The executive drawings are detailed and clear, leaving no room for misinterpretation during construction. The executive drawings must cross-reference additional documentation, descriptive, legal, as well as non-technical, allowing a coherent and comprehensive understanding of the project. The coordinated management of all the documentation and drawings is paramount to a seamless project. The central tool to documentation management is BIM. BIM allows a centralized, interconnected and cross-referenced access to all project’s support documentation.

Effectiveness of the construction design

The construction drawing is the central communication tool of the project. It has to be clear, self-explanatory, and understandable by every individual involved in each phase of the project including but not limited to construction companies, suppliers, engineers and builders.

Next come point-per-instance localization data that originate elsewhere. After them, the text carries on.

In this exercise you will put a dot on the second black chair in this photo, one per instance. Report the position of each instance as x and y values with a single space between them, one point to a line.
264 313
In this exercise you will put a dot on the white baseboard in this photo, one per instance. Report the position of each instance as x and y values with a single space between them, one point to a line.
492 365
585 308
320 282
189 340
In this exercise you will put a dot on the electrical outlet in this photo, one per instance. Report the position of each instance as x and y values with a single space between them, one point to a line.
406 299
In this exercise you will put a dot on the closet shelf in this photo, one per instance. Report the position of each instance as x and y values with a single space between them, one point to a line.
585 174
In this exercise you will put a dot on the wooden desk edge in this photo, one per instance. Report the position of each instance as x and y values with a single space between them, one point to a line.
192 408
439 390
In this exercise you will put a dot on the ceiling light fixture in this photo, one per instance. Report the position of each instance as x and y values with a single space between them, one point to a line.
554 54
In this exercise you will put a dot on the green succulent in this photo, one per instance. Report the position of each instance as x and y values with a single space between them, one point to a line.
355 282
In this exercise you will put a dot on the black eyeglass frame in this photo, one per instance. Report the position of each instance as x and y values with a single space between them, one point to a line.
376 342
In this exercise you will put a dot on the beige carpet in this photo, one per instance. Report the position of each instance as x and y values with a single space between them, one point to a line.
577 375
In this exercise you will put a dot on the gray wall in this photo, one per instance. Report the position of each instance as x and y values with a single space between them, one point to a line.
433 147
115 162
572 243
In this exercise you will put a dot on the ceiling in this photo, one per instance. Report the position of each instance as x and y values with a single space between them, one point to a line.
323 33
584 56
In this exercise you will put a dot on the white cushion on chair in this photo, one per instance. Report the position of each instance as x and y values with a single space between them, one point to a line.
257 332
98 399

In essence, the construction drawing must communicate to an audience of diverse backgrounds using a universal language, leaving no room for misinterpretation, and without the support of additional explanations.

Another key element to a good understanding of the drawings are the diagram-references that link drawings together. As a story, in fact, it develops from the general to the particular and accordingly from the greater scale to the detailed one: the passage from a plan to a section, from a general to a particular table must always be reported.

Working drawings which make up the architectural project

A general arrangement plan is the first key to understanding the drawings. If the project is large, it can be divided into lots and the general plan will bring the same subdivision of lots, each of which will have its own specific plant. In this phase the representation scale ranges from 1:500 to 1:100.
The plans make it possible to give different directions and often they are produced in different sets that contain specific information or are the keys to other drawings. As an example, plans of different kinds may be developed as follows:

  • General arrangement plans
  • Floor plans
  • Reflected ceiling plans
  • Enlarged and Detail Drawings
  • Standard Drawings and Schedules

These drawings will be in general developed to a scale normally between 1:200 and 1:50.

For particularly connoted environments (generally small and detailed environments), we will then move on to larger-scale drawings from 1:50 to 1:10.

More accurate details describing objects, components, and special technical solutions will vary  from 1:20 to 1:1.

Finally, schedules and legends will illustrate the repetitive elements of the project, such as:

  • Doors, windows, curtain walls;
  • Walls and partitions;
  • Balustrades and railings;
  • Etc.

 

Construction drawings and BIM

Over the last 30 years the executive design has moved from manual realization to development with CAD programs. BIM is the technology that allows geometric information to be integrated into a 3D model and information about materials, technologies, costs, management and, in general, all building data. With BIM software, the executive design inherits the modeling already carried out in the previous final phase and enriches its contents, to arrive at a “Definition Level”- LOD 300, comparable to the Italian LOD D (UNI standard 11337):

“The elements of the model have a degree of detail that allows the generation of constructive documents and traditional executive drawings. The elements are precisely modeled and defined in terms of quantity, size, shape, and position. In modeling, analysis and simulations are possible on all elements and systems that have been detailed within the 3D model”

The advantage of using BIM to write executive drawings is:

  • cataloguing model elements according to a shared structure with accounting documents, special procurement specifications and job planning
  • extraction from the data model, schedules, and quantity
  • direct interface with other disciplines (Structural and MEP -Mechanical, Electrical Plumbing- models).

The following activities are possible through a series of applications:

  • control of interference between different design disciplines (Architectural, Structural, MEP);
  • simulation of the construction phases;
  • cost planning over time;
  • creation of dynamic metric calculation.